91 So. 408 | La. | 1922
By Division A, composed of Chief -Justice PROVO STY and Justices OVERTON and LECHE.
This is a petitory action, instituted to recover certain land in the parish of Claiborne.
Defendants excepted to the suit, on the ground that at the time it was filed there was pending on appeal the case of Thomas Crichton, Jr., et al. v. T. K. Giddens et al., which was a possessory action brought by defendants herein to be quieted in the possession of the same land, and upon the ground that the company in this suit is composed of the defendants in the possessory action; that it had notice of the pendency of the latter, is bound by it, and is without right to institute a petitory action during the pen-dency of the possessory action.
“An act to amend and re-enact articles 55 and 56 of the Revised Code of Practice of 1870.”
This title clearly indicates the object of the act. Similar titles have been frequently held sufficient. State v. Garrett, 29 La. Ann. 637; State v. Barrow, 30 La. Ann. 657; State v. Brown, 41 La. Ann. 771, 6 South. 638; State v. Judge, 49 La. Ann. 1535, 22 South. 761; State v. Bazile, 50 La. Ann. 21, 23 South. 8; State v. Cognevich, 124 La. 414, 50 South. 439; State v. Land, 131 La. 611, 59 South. 1007.
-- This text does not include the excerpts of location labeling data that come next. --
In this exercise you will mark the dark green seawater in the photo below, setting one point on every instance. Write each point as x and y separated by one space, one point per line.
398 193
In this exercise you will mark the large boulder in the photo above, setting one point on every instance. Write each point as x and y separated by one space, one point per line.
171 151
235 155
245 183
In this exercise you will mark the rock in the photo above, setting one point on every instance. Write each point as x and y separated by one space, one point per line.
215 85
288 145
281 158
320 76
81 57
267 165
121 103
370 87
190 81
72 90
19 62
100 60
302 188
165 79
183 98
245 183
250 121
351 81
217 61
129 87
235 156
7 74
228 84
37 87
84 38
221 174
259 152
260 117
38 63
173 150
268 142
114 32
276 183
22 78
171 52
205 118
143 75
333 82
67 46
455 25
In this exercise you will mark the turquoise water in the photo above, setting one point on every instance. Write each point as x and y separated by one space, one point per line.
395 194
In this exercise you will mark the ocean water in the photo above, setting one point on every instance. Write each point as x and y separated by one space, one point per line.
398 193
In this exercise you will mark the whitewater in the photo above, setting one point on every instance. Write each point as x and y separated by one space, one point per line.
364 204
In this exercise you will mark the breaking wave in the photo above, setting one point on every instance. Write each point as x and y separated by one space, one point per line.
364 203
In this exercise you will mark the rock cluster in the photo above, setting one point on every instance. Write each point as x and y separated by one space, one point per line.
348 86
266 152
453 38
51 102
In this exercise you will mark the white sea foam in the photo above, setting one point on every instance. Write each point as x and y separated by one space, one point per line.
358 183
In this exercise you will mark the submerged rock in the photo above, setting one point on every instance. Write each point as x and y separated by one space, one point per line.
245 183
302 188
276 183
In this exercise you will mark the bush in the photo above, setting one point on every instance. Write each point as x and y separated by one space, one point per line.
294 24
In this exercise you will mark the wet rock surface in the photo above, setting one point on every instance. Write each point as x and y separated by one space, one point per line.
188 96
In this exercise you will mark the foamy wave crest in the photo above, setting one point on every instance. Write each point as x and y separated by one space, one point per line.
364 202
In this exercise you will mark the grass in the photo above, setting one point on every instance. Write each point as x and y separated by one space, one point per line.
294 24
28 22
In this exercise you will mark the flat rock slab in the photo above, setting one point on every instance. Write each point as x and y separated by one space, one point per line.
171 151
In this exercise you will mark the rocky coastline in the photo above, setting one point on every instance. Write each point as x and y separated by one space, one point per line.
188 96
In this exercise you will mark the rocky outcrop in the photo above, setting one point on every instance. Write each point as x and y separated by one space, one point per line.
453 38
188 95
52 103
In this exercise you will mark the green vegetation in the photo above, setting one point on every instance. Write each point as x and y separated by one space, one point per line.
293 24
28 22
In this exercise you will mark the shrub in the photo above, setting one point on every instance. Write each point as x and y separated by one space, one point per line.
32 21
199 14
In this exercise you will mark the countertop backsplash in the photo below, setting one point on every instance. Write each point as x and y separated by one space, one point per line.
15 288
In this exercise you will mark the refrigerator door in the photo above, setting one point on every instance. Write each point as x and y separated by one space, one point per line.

The only evidence found in the record, in support of these averments, is to the effect that an examination of the conveyance records of the parish fails to disclose the transfer of the land mentioned in the charter, as having been conveyed to the corporation in payment of stock. On the other hand, it appears that .the land here in litigation was transferred to the corporation by its charter members; and tliat the description of the land mentioned in the articles of incorporation compares with the description .set forth in those transfers, save that where section 28 is stated in the list of property attached to and made part of the charter, section 27 is stated in the deeds, and vice versa. These facts, considered in connection with the further fact that defendants complain that the purpose of the creation of the plaintiff corporation was to acquire the property in contest, to say the least, is strongly suggestive of the fact that there is merely a misdescription of the land stated in the list of property attached to the charter, in describing the sections in which it is located, by using the numeral 27 where 28 is used, and vice versa. Beyond this, there is attached to the charter of incorporation the certificate of the Secretary of State, required by section 2 of Act 267 of 1914, which, as.provided by that section, is prima facie proof that the ’corporation has been legally organized and has existence as such. Therefore whatever right defendants m'ay have to make the attack they have made in this case on plaintiff’s corporate existence, the evidence, in support of that attack, is overcome by the presumption of its legal corporate existence flowing from the certificate of the Secretary of State.
Plaintiffs claim the land, in contest, by a regular chain of conveyances from W. P. Larry and Thomas Crichton, Sr., who composed the firm of Larry & Crichton. In so far as it is necessary to state plaintiff’s title, it is as follows: Larry & Crichton, by notarial act of sale, sold the property to J. T. Knighton, in 1886, on terms of credit; Knight-on sold it 2 years later to Burton Jeffers, on credit. J. T. Knighton and the heirs, of Thomas Jeffers and his widow and heirs sold the property in 1920 to others. Plaintiff has a regular chain of title from those ven-dees.
While it may be that Knighton or Jeffers never paid for the property; still, one who has parted with real property, although on terms of credit, cannot acquire title thereto, in less than 30 years, by merely resuming and holding possession thereof and paying taxes thereon. Under the circumstances, if Knighton and Jeffers had been willing to surrender to Crichton the property, he should have secured a deed reconveying it to him, and should have placed the deed of record. This, he did not do; and therefore, when his heirs, the defendants herein, were confronted with the title, emanating from Knighton and the widow of Jeffers and his heirs, they were forced to resort to parol evidence to show that Knighton and Jeffers had abandoned or surrendered to Crichton the property. To this evidence plaintiff objected. The objection was well made. Parol evidence was not admissible to show such a surrender, for it is not admissible to establish title to real estate. C. C. art. 2275. Even the abandonment of title to real estate must be proved by written evidence. Hereford v. Police Jury, 4 La. Ann. 172; Quaker Realty Co., Ltd., v. Starkey, 136 La. 28, 66 South. 386, L. R. A. 1915D, 176. While the objection should have been maintained, yet the evidence admitted fails to show the surrender of the property to Crichton. This leaves defendants without any title, for they do not claim title by prescription. Even if they had pleaded prescription, they have not had possession sufficiently long to acquire title in that manner.
Therefore, finding that plaintiff has established its demand, the judgment appealed from' is affirmed, appellant to pay the costs.